QueerReader.com

QueerReader.com

Dedicated to the Pursuit of Quality Queer Literature

QueerReader.com

Dedicated to the Pursuit of Quality Queer Literature

The Dream Life of Astronauts: Nine Superb Stories from Patrick Ryan

Let’s face it:  short story collections can be a tough sell.  Even the best of them include a few clunkers.  Some even throw in some unpublished fragments:  bits of what might have been a novel (novella?), but didn’t quite flesh out.   Perhaps more importantly, they tend to lack an underlying theme that somehow unites them.  But Patrick Ryan’s new short story collection, The Dream Life of Astronauts, is different.  These are undeniably short stories:  superb, classically-constructed short stories.  The common theme that unites them is geographic:  all of these stories take place a few miles from the Kennedy Space Center.  The net result is a smooth, enjoyable read and one of the best short story collections this queer reader has read in a long, long time.

Astronauts play a direct role in only one of the stories in this collection, but what happened in that region of the country was so extraordinary that it seems to resonate with everyone in these stories.  And Mr. Ryan knows this region well:  a quietly American enclave that sometimes resembles rural Wisconsin more than the sunny beachside stereotypes so often associated with Florida.

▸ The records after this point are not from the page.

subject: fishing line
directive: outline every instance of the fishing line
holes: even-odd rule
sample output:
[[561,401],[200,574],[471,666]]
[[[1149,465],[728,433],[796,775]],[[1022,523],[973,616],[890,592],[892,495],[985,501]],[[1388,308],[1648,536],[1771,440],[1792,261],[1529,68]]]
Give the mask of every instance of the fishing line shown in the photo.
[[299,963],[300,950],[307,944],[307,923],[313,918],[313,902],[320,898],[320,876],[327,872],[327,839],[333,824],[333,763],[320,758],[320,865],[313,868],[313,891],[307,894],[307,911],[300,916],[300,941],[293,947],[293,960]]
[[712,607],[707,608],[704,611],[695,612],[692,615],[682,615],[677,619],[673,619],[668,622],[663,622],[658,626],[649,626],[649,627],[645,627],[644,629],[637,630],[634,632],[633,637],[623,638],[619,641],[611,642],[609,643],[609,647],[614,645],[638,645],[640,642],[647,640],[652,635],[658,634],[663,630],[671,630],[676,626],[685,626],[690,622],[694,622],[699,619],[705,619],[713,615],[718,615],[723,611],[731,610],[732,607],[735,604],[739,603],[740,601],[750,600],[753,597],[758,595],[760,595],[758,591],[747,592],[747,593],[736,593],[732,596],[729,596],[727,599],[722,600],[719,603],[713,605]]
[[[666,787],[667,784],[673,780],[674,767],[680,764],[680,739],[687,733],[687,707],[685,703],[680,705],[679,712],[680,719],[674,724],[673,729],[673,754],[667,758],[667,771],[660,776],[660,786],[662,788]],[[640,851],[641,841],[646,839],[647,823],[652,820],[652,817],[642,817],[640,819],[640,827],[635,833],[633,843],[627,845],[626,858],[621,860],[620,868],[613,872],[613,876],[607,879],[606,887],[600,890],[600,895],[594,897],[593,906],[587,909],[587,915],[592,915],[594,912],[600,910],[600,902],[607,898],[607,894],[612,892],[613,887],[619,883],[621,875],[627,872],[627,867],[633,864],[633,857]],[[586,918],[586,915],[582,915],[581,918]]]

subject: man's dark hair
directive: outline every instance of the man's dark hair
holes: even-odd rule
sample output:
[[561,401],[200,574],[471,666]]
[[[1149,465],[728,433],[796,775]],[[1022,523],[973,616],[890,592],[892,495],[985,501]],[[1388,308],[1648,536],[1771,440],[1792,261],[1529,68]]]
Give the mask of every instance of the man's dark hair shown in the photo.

Beneath the surface there is another connecting theme to these stories:  namely, empathy.  Whether he is writing of a teen-aged boy with a crush on an astronaut, a grandmother contemplating an affair with her driving instructor, a teen-aged girl wanting to become Miss America or a mobster living in a retirement community, Mr. Ryan renders these stories with compassion.  Though frequently humorous, the reader never laughs at these characters.  Instead, we find ourselves cheering on their aspirations–not unlike the space mission itself.

Needless to say, Queer Reader strongly recommends this book.

Patrick Ryan’s The Dream Life of Astronauts is published by The Dial Press.